Poitiers: Comment la ville est devenue la capitale française de l’e-sport

Illustration e-sport. — Thomas Samson/AFP

  • Cette rencontre de gamers est la plus grosse réunion en France.
  • L’événement est né en 2000, dans la banlieue de Poitiers, et ne réunissait alors qu’une centaine de joueurs.
  • Au fil des ans, tout un écosystème s’est créé autour de cette filière dans l’agglomération.

Depuis quelques années, la folle croissance de l’esport attire toutes les convoitises. En France, une ville a pris de l’avance sur tout le monde : Poitiers, devenue avec le temps une place incontournable de ce secteur en pleine expansion.

Pour les geeks, c’est un peu là que tout a commencé, et désormais, tous les ans lors du week-end de Pâques, la ville accueille la Gamers assembly, l’un des événements les plus emblématiques de l’e-sport en France.

Cette année, pour la 20e édition, 2.500 joueurs s’y sont réunis pour s’affronter sur les jeux vidéo phares du moment : « League of Legends », « Rainbow Six », « Counter Strike » ou bien sûr « Fortnite ». « Pas une seule grande équipe ne rate la Gamers assembly », assure Désiré Koussawo, président d’honneur de FuturoLAN, l’association qui organise l’événement. « C’est un endroit historique pour les gamers ».

« Au début, c’était juste une bande de potes »

L’aventure commence au début des années 2000 quand les premières LAN parties, ces rassemblements d’amateurs de jeux vidéo, commencent à voir le jour. La première réunion dans la région a lieu à Smarves, petite ville à 15 minutes de Poitiers, et réunit une centaine de joueurs.

« Au début, c’était juste une bande de potes », raconte Désiré. « L’idée, c’était juste de se retrouver ensemble, de se partager des fichiers. C’était à la bonne franquette, il y avait des fils électriques partout, c’était vraiment à l’arrache. »

Dès lors, la Gamers assembly n’a cessé de croître. Dès la deuxième année, les organisateurs sont obligés de déménager dans une plus grande salle de spectacle pour accueillir plus de joueurs. En 2003, c’est le Palais des Congrès de Poitiers, et depuis 2014, les participants se retrouvent au Parc des expositions de la ville.

« Se faire repérer par des sponsors »

Des tables à perte de vue sont occupées par des gamers penchés sur leur écran, souris à la main et casque sur les oreilles, venus de toute la France et d’Europe. « C’est la plus grosse rencontre française », assure Roméo Marsalone, alias « Demilk », 19 ans et e-sportif semi-professionnel sur le jeu « Overwatch ». « Une équipe qui gagne ici est très bien vue et peut commencer à se faire repérer par des sponsors », explique-t-il.

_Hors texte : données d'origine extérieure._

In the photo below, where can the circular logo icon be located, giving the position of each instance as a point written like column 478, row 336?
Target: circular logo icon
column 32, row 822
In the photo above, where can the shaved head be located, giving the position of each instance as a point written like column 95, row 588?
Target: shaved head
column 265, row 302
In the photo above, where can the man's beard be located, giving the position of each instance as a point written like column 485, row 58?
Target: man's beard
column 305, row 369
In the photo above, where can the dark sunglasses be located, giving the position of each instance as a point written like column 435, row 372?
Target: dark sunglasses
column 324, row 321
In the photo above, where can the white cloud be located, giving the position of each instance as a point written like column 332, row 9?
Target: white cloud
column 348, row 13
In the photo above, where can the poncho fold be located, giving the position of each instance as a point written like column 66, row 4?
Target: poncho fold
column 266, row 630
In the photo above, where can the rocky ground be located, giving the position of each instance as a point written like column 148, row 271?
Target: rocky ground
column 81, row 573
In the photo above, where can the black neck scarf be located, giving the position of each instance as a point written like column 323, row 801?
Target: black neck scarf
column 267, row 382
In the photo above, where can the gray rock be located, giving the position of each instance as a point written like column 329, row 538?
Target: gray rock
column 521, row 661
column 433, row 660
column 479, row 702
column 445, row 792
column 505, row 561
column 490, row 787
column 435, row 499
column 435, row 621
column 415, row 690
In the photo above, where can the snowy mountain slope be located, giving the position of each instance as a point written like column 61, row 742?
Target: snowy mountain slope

L’événement a en fait pris de l’ampleur dans le sillage du développement de l’e-sport, le secteur des compétitions de jeux vidéo. Même s’il est jeune et encore peu visible du grand public, le marché, qui pèse environ un milliard d’euros, progresse de manière fulgurante et attire de plus en plus d’acteurs du sport traditionnel, mais aussi du monde des affaires et des collectivités.

« Un élément d’attractivité économique »

A Poitiers, tout un écosystème s’est créé autour de la discipline. Des start-up éclosent dans la région, des universitaires participent à des recherches sur les jeux vidéo et les maisons de retraite créent leurs propres compétitions.

Même la collectivité du Grand Poitiers joue le jeu en sponsorisant, à hauteur de 10.000 euros par an, une équipe de gamers amateurs, les Orks, au même titre qu’elle parraine par exemple l’équipe locale de volley. « On peut se demander ce que vient faire une collectivité dans le jeu vidéo, mais l’e-sport est un élément d’attractivité économique » pour la région, affirme le maire Alain Claeys (PS).

Le Creps de la ville (Centre de ressources, d’expertise et de performance sportive) est devenu le premier à s’engager dans l’e-sport avec la création d’une formation de coach, à l’image de ce que l’institution propose déjà pour le tennis, l’athlétisme, le basket ou encore le cyclisme. En préparation de la Gamers assembly, le Creps a d’ailleurs reçu sa première équipe d’e-sport pour un stage d’une semaine.

« Poitiers aujourd’hui a une image centrale dans l’e-sport », se félicite Désiré Koussawo. « On a réussi à montrer que ce n’est pas juste un truc de gamins. Cela crée des emplois, génère des événements culturels. Au départ, je n’aurais jamais imaginé ça », reconnaît-il.